The story takes place over a few days in the Bellweather, an once glorious but now shabby upstate New York that is hosting a high school all-state band event. Over-achieving teenagers, their tired chaperones, ambitious conductors, and harried hotel staff are already bracing for the event when things get derailed by a blizzard and the mysterious disappearance of a student. Hanging over this is all is the hotel’s past–it was once the site of a tragic murder-suicide where a bride killed her new husband and herself on her wedding day. Rather than seeing all this from one point of view, the action is narrated by a whole list of characters including, but not limited to, twin high school student named Alice and Rabbit Hatmaker who each have their own talents and secrets, their music teacher who has a complicated past of her own, the hotel caretaker who cannot quite believe what is happening to his beloved Bellweather, and a guest who has come to the hotel to face her demons.
Racculia manages a neat balance in that the book feels big and sprawling with all the character threads weaving in and out, but at the same time has a sense of claustrophobia as everyone is trapped in this one old hotel that does not feel particularly welcoming. But this isn’t a horror novel, as much as the trapped-in-a-hotel piece makes it sound like The Shining, and it’s not a traditional mystery, even if the central question of the book is what happened to the disappeared student. Instead, it felt more like reading a modern Dickens novel. Characters and back stories and coincidences and problems kept piling up and up and I kept getting more nervous, trying to figure out how it was all going to resolve. But I did find the ultimate ending gratifying, maybe because I was surprised by the outcomes of many of the characters–narrators I thought were reliable turned out not be, people I initially hated started to endear themselves to me, someone I was desperately worried about pulled herself through and out the other side, that sort of thing.

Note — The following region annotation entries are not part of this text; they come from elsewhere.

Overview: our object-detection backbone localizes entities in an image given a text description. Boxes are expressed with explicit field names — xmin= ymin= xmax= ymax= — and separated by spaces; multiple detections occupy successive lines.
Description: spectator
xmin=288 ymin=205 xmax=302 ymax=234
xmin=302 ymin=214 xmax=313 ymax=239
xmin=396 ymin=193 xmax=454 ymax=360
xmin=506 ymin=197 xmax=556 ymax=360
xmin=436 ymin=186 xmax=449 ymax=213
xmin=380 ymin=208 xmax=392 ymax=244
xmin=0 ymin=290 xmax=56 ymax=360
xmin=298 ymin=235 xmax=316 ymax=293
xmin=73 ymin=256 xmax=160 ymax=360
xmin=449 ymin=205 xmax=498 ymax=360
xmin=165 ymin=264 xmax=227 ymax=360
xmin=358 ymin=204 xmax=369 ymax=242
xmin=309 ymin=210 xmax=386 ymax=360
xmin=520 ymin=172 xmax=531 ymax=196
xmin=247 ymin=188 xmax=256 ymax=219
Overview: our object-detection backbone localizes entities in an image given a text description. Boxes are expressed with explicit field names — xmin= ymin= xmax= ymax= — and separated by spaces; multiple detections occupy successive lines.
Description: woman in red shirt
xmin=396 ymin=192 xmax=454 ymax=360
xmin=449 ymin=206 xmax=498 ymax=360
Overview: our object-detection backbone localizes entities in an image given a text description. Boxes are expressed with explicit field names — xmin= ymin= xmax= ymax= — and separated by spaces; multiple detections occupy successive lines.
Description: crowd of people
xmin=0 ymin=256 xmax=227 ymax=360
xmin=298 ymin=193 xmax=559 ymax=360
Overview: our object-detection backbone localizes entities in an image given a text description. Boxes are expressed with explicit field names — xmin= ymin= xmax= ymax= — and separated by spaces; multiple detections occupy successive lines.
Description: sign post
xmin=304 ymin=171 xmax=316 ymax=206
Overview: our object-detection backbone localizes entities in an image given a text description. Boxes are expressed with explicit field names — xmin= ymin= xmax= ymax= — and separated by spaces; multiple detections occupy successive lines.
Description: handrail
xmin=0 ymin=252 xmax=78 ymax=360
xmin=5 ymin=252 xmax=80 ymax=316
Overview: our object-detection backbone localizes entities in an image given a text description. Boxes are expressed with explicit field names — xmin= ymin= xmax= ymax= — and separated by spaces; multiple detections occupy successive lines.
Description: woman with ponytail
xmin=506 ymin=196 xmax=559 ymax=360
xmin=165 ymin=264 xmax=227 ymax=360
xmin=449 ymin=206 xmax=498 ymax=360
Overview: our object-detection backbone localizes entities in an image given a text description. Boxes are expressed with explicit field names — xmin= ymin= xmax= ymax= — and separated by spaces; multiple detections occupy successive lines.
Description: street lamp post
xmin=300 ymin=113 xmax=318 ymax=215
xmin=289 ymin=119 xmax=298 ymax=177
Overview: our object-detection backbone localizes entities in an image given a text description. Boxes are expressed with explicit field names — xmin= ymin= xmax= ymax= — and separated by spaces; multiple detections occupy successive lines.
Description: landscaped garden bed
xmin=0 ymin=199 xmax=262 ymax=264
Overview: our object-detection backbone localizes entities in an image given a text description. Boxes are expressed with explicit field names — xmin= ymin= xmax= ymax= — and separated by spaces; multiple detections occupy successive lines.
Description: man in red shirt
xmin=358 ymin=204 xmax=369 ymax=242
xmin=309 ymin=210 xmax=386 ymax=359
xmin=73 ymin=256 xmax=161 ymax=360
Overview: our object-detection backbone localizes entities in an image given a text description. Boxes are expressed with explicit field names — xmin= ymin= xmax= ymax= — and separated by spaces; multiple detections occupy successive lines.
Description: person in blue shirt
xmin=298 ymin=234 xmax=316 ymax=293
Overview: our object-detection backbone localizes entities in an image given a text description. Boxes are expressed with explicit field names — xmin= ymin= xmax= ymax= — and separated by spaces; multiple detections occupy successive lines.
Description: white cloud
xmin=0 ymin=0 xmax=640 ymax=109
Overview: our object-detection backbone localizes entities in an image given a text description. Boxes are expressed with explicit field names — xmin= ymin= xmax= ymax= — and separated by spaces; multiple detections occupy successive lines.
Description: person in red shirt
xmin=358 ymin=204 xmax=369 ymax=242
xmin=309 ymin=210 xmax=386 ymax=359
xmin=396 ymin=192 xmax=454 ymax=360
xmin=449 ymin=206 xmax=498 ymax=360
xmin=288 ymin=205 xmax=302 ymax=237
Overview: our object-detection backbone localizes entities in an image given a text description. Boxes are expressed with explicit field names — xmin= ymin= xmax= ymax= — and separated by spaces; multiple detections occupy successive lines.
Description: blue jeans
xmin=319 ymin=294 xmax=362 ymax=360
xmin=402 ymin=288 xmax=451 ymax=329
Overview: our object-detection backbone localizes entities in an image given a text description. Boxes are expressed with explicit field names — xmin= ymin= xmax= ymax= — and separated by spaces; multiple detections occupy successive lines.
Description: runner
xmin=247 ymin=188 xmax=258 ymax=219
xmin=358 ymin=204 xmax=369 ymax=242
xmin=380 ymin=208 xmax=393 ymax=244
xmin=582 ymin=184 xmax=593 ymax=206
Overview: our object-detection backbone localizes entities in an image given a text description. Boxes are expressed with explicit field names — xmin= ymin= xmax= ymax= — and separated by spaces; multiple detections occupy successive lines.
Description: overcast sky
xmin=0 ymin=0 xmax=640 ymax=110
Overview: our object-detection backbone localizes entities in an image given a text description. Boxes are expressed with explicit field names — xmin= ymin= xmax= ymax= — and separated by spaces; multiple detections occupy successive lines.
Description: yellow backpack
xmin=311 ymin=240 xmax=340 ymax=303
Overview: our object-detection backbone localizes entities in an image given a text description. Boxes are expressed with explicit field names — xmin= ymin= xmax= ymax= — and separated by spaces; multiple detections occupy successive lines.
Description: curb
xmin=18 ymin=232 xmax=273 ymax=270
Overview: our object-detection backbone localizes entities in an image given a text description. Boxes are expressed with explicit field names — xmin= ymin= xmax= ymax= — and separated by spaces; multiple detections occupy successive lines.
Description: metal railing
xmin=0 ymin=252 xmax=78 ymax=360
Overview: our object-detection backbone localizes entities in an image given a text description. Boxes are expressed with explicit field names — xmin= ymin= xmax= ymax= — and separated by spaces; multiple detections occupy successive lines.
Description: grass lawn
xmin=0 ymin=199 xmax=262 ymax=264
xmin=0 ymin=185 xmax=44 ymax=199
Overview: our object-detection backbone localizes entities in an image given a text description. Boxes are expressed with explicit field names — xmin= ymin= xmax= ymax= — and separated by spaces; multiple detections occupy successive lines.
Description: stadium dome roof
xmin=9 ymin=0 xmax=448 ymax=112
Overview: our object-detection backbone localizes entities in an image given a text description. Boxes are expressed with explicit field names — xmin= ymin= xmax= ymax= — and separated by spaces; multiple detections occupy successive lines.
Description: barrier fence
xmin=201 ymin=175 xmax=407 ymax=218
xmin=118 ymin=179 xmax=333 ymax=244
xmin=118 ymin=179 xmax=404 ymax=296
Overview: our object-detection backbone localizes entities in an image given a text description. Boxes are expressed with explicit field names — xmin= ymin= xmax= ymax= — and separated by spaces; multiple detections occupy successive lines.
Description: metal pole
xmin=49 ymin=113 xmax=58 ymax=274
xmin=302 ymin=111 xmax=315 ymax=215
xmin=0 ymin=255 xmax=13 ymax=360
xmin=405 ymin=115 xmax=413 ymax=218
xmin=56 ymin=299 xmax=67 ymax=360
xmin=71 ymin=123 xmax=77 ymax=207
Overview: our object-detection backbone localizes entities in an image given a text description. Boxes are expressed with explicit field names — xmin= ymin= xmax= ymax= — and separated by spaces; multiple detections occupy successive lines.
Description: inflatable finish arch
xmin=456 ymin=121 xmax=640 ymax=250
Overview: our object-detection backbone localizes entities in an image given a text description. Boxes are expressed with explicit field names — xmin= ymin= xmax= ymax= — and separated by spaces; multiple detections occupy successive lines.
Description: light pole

Kinsey’s Three Word Review: Quirky, creepy, and satisfying.
You might also like: This reminded me of Skippy Dies and The Lonely Polygamist, although Bellweather Rhapsody is kinder than either of those. But more than anything else, this made me think of Fargo–both the original movie and the recent TV series adaptation. They all share something in the matter-of-fact way that bizarre people and things are presented.